Re: [PATCH 2/2] edac: add support for Amazon's Annapurna Labs EDAC

From: James Morse <james.morse@arm.com>
To: Hanna Hawa <hhhawa@amazon.com>
Cc: robh+dt@kernel.org, mark.rutland@arm.com, bp@alien8.de,
	mchehab@kernel.org, davem@davemloft.net,
	gregkh@linuxfoundation.org, nicolas.ferre@microchip.com,
	paulmck@linux.ibm.com, dwmw@amazon.co.uk, benh@amazon.com,
	ronenk@amazon.com, talel@amazon.com, jonnyc@amazon.com,
	hanochu@amazon.com, linux-edac@vger.kernel.org,
	devicetree@vger.kernel.org, linux-kernel@vger.kernel.org
Subject: Re: [PATCH 2/2] edac: add support for Amazon's Annapurna Labs EDAC
Date: Wed, 5 Jun 2019 16:16:02 +0100	[thread overview]
Message-ID: <3129ed19-0259-d227-0cff-e9f165ce5964@arm.com> (raw)
In-Reply-To: <1559211329-13098-3-git-send-email-hhhawa@amazon.com>

Hi Hana,

On 30/05/2019 11:15, Hanna Hawa wrote:
> Add support for error detection and correction for Amazon's Annapurna
> Labs SoCs for L1/L2 caches.
> 
> Amazon's Annapurna Labs SoCs based on ARM CA57 and CA72, the driver
> support both cortex based on compatible string.

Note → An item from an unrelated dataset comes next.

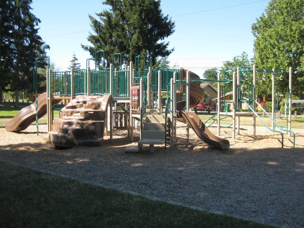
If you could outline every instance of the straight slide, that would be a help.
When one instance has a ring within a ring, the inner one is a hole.
[[[195,113],[189,111],[177,112],[177,119],[188,123],[199,137],[207,144],[218,149],[226,149],[230,146],[229,141],[211,133]]]
[[[47,114],[47,94],[41,94],[37,98],[38,106],[38,119]],[[59,103],[61,100],[52,99],[52,107]],[[36,102],[20,110],[12,119],[5,124],[5,129],[7,131],[22,131],[36,120]]]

> diff --git a/drivers/edac/amazon_al_ca57_edac.c b/drivers/edac/amazon_al_ca57_edac.c
> new file mode 100644
> index 0000000..08237c0
> --- /dev/null
> +++ b/drivers/edac/amazon_al_ca57_edac.c
> @@ -0,0 +1,283 @@
> +// SPDX-License-Identifier: GPL-2.0

> +/* Same bit assignments of CPUMERRSR_EL1 and L2MERRSR_EL1 in ARM CA57/CA72 */

Allowing linux to access these implementation-defined registers has come up before:
https://www.spinics.net/lists/kernel/msg2750349.html

It looks like you've navigated most of the issues. Accessing implementation-defined
registers is frowned on, but this stuff can't be done generically until v8.2.

This can't be done on 'all A57/A72' because some platforms may not have been integrated to
have error-checking at L1/L2, (1.3 'Features' of [0] says the ECC protection for L1 data
cache etc is optional). Even if they did, this stuff needs turning on in L2CTLR_EL1.
These implementation-defined registers may be trapped by the hypervisor, I assume for your
platform this is linux booted at EL2, so no hypervisor.

> +#define ARM_CA57_CPUMERRSR_INDEX_OFF		(0)
> +#define ARM_CA57_CPUMERRSR_INDEX_MASK		(0x3FFFF)

(GENMASK() would make it quicker and easier to compare this with the datasheet)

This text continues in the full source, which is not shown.